The story of Samuel is interrupted in 4:1b -7:1 by an episode in which he plays no part. This appears to be an independent source, incorporated by the Deuteronomist. It tells of the capture of the Ark of the Covenant by the Philistines. The ark is variously called the ark of God, the ark of YHWH, the Ark of the Covenant, or the ark of testimony. The association of the ark with the covenant is typical of the Deuteronomistic writers. In Deut 10:1-5, Moses is told to make a receptacle for the stone tablets of the covenant. The story in 1 Samuel, however, makes clear that it is no mere box. It is the symbol of the presence of the Lord. When it was carried into battle, it was believed that the Lord himself had entered the battle. So, the Philistines initially react with dismay, and declare that “gods have come into their camp.” In the Book of Numbers, 10:35, the chant uttered when the ark set out was “Arise O Lord, let your enemies be scattered.”

The Philistines, however, overcome their initial dismay and actually capture the ark.
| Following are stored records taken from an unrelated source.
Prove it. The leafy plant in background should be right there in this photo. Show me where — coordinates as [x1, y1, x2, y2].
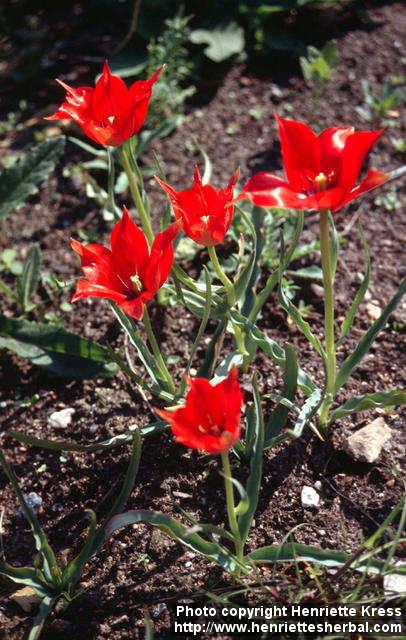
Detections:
[356, 78, 406, 125]
[299, 40, 338, 94]
[0, 431, 141, 640]
[0, 51, 406, 637]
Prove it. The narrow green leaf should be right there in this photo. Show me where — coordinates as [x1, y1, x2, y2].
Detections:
[91, 430, 142, 555]
[337, 231, 371, 346]
[111, 304, 170, 391]
[238, 377, 264, 543]
[278, 231, 326, 360]
[106, 511, 248, 573]
[0, 315, 118, 379]
[0, 136, 65, 220]
[328, 389, 406, 425]
[329, 212, 340, 282]
[264, 344, 298, 449]
[0, 560, 50, 598]
[62, 509, 97, 590]
[230, 309, 317, 395]
[291, 389, 323, 438]
[279, 280, 325, 360]
[27, 596, 57, 640]
[335, 279, 406, 393]
[179, 267, 211, 395]
[0, 451, 60, 585]
[248, 542, 406, 575]
[6, 420, 163, 453]
[17, 244, 41, 312]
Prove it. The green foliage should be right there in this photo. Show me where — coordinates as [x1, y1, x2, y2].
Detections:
[0, 316, 117, 379]
[189, 21, 245, 62]
[145, 13, 195, 136]
[0, 136, 65, 219]
[356, 78, 406, 124]
[299, 40, 338, 88]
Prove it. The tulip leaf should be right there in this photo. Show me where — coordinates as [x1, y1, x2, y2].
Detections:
[27, 596, 57, 640]
[111, 304, 170, 391]
[278, 235, 326, 360]
[0, 560, 50, 598]
[264, 344, 298, 449]
[0, 451, 60, 584]
[229, 309, 317, 395]
[335, 279, 406, 393]
[189, 21, 245, 62]
[0, 136, 65, 220]
[239, 207, 265, 317]
[17, 244, 41, 312]
[337, 231, 371, 346]
[62, 509, 97, 589]
[180, 267, 211, 395]
[248, 542, 406, 575]
[289, 389, 323, 438]
[328, 389, 406, 424]
[279, 275, 325, 360]
[238, 377, 264, 544]
[0, 315, 118, 379]
[106, 510, 248, 573]
[6, 420, 168, 453]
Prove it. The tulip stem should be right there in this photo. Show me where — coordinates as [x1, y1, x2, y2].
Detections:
[207, 247, 236, 307]
[320, 211, 336, 427]
[118, 145, 154, 247]
[221, 451, 244, 577]
[142, 306, 176, 394]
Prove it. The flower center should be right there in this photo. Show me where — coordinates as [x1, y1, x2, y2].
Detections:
[130, 273, 142, 293]
[314, 172, 330, 191]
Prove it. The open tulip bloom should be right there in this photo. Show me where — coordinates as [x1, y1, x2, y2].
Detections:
[156, 367, 243, 453]
[240, 116, 388, 211]
[72, 207, 179, 320]
[156, 167, 240, 247]
[47, 62, 162, 147]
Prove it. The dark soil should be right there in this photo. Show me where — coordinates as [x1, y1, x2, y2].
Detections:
[0, 3, 406, 640]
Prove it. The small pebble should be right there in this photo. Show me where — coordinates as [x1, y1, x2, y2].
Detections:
[300, 486, 320, 508]
[17, 491, 42, 516]
[151, 602, 168, 618]
[383, 561, 406, 596]
[366, 302, 382, 320]
[48, 407, 75, 429]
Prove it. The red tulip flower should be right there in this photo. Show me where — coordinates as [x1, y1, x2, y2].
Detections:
[156, 167, 240, 247]
[240, 116, 388, 211]
[71, 207, 179, 320]
[155, 367, 243, 453]
[46, 62, 162, 147]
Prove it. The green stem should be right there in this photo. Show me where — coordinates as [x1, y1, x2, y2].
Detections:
[207, 247, 236, 307]
[207, 247, 248, 361]
[221, 451, 244, 577]
[320, 211, 336, 426]
[118, 145, 154, 246]
[142, 306, 176, 394]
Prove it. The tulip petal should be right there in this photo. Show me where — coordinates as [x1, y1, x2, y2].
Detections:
[336, 129, 384, 191]
[275, 115, 320, 191]
[72, 279, 126, 304]
[339, 169, 389, 209]
[110, 207, 149, 287]
[238, 171, 308, 209]
[317, 127, 354, 176]
[144, 221, 180, 297]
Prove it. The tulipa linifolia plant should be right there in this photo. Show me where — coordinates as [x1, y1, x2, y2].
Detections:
[0, 56, 406, 636]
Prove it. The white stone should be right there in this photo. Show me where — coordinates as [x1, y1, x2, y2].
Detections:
[347, 416, 392, 462]
[383, 561, 406, 595]
[48, 407, 75, 429]
[300, 486, 320, 508]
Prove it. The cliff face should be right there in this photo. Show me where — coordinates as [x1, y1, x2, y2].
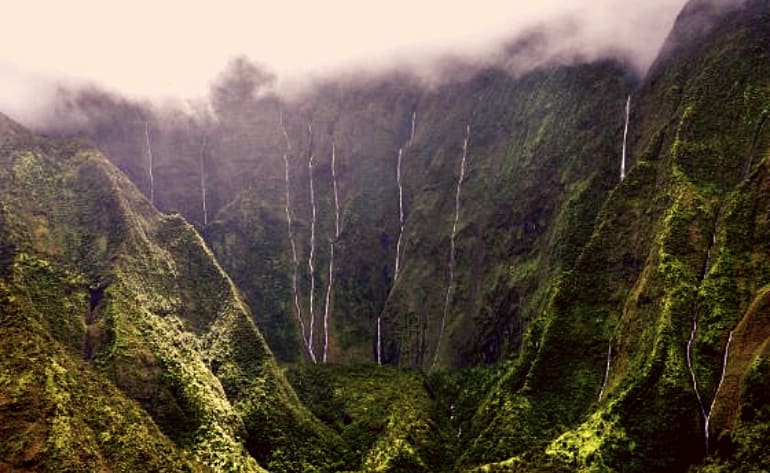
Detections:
[0, 115, 342, 471]
[6, 0, 770, 471]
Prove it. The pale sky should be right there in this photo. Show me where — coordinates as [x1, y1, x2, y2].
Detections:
[0, 0, 685, 120]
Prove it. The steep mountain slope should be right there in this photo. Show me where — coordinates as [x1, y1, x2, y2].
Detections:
[45, 62, 629, 368]
[10, 0, 770, 472]
[0, 117, 345, 471]
[456, 2, 770, 471]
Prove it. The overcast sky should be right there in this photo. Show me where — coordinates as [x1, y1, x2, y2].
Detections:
[0, 0, 685, 123]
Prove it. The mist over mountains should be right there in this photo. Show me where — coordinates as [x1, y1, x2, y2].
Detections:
[0, 0, 770, 473]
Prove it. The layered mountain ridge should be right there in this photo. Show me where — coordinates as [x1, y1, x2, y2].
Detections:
[0, 0, 770, 472]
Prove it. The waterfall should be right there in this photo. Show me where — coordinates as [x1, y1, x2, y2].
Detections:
[599, 339, 612, 402]
[377, 317, 382, 365]
[686, 312, 706, 419]
[393, 148, 404, 280]
[323, 142, 340, 363]
[432, 124, 471, 367]
[406, 110, 417, 146]
[377, 110, 417, 364]
[703, 331, 733, 455]
[323, 242, 334, 363]
[198, 135, 207, 225]
[620, 95, 631, 182]
[144, 120, 155, 205]
[307, 122, 316, 361]
[332, 142, 340, 240]
[281, 112, 315, 363]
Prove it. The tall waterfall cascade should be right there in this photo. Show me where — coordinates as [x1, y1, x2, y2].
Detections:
[431, 123, 471, 368]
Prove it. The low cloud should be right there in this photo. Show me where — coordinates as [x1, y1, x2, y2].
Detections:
[0, 0, 700, 122]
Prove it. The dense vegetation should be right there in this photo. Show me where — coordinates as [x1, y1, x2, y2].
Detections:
[0, 0, 770, 472]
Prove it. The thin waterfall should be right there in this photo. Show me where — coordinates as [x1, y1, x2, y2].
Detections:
[281, 112, 315, 363]
[307, 122, 316, 361]
[620, 95, 631, 182]
[332, 142, 340, 239]
[432, 123, 471, 367]
[323, 242, 334, 363]
[323, 142, 340, 363]
[377, 317, 382, 365]
[686, 218, 720, 446]
[406, 110, 417, 146]
[599, 339, 612, 402]
[144, 120, 155, 205]
[377, 110, 417, 364]
[393, 148, 404, 280]
[703, 331, 733, 455]
[198, 135, 209, 225]
[686, 311, 706, 419]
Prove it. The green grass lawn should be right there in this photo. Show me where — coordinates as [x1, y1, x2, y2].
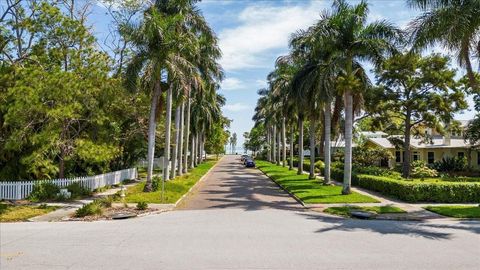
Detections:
[323, 205, 406, 217]
[425, 205, 480, 218]
[125, 161, 216, 203]
[256, 160, 378, 203]
[0, 203, 58, 222]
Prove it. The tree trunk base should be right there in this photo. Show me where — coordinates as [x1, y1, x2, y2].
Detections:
[143, 184, 153, 192]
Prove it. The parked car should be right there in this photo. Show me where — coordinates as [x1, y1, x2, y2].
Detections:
[245, 159, 255, 168]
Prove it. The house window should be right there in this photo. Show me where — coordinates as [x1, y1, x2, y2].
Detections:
[395, 151, 402, 163]
[428, 152, 435, 164]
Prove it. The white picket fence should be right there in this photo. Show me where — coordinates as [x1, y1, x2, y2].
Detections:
[0, 168, 137, 200]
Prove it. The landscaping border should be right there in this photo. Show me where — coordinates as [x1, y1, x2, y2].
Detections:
[255, 167, 310, 209]
[172, 155, 225, 210]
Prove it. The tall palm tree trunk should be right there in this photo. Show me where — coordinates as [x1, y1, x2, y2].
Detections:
[288, 125, 295, 170]
[183, 97, 192, 173]
[200, 131, 206, 162]
[277, 130, 282, 165]
[267, 126, 272, 162]
[342, 90, 353, 194]
[308, 117, 315, 179]
[297, 117, 303, 174]
[171, 105, 181, 179]
[272, 126, 277, 163]
[190, 134, 197, 169]
[163, 87, 172, 181]
[178, 102, 186, 175]
[144, 82, 162, 192]
[323, 100, 332, 184]
[282, 117, 287, 167]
The capture of a people’s god or gods was not unusual in the ancient Near East. When one people captured the city of another, they typically carried off the gods, represented by statues as booty. Even the god of Babylon, Marduk, was carried off in this manner. This was meant to show the superior power of the gods of the victors. The vanquished typically claimed that their gods had let themselves be captured because of anger with their own people.

The story of the ark, however, has a positive ending for the Israelites. The Lord asserts his power by mysteriously destroying the statue of the Philistine god Dagon and inflicting the people with a plague. The Philistines promptly send the ark back. Nonetheless, it is significant that the Israelites begin to ask for a king shortly after this episode. The old charismatic religion of the Judges was not adequate for dealing with the Philistines.

The Request for a King

After the story of the ark, Samuel emerges as a leader. Like Eli, he functions as a priest. He secures the success of the Israelites in battle by offering sacrifice. The Lord responds with thunder, and this is enough to put the Philistines to flight. This is the Deuteronomistic ideal of how to fight a battle. Compare the capture of Jericho, where the Israelites have only to perform a ritual and God wins the battle for them.

Samuel, we are told, judged Israel all the days of his life. He is not a military leader like the earlier judges, however. Rather, he is a circuit judge, who goes around from town to town and administers judges. His sons, however, like the sons of Eli, are corrupt, and take bribes, and so the people refuse to accept them as judges. So, they ask Samuel to appoint a king to govern them, like other nations.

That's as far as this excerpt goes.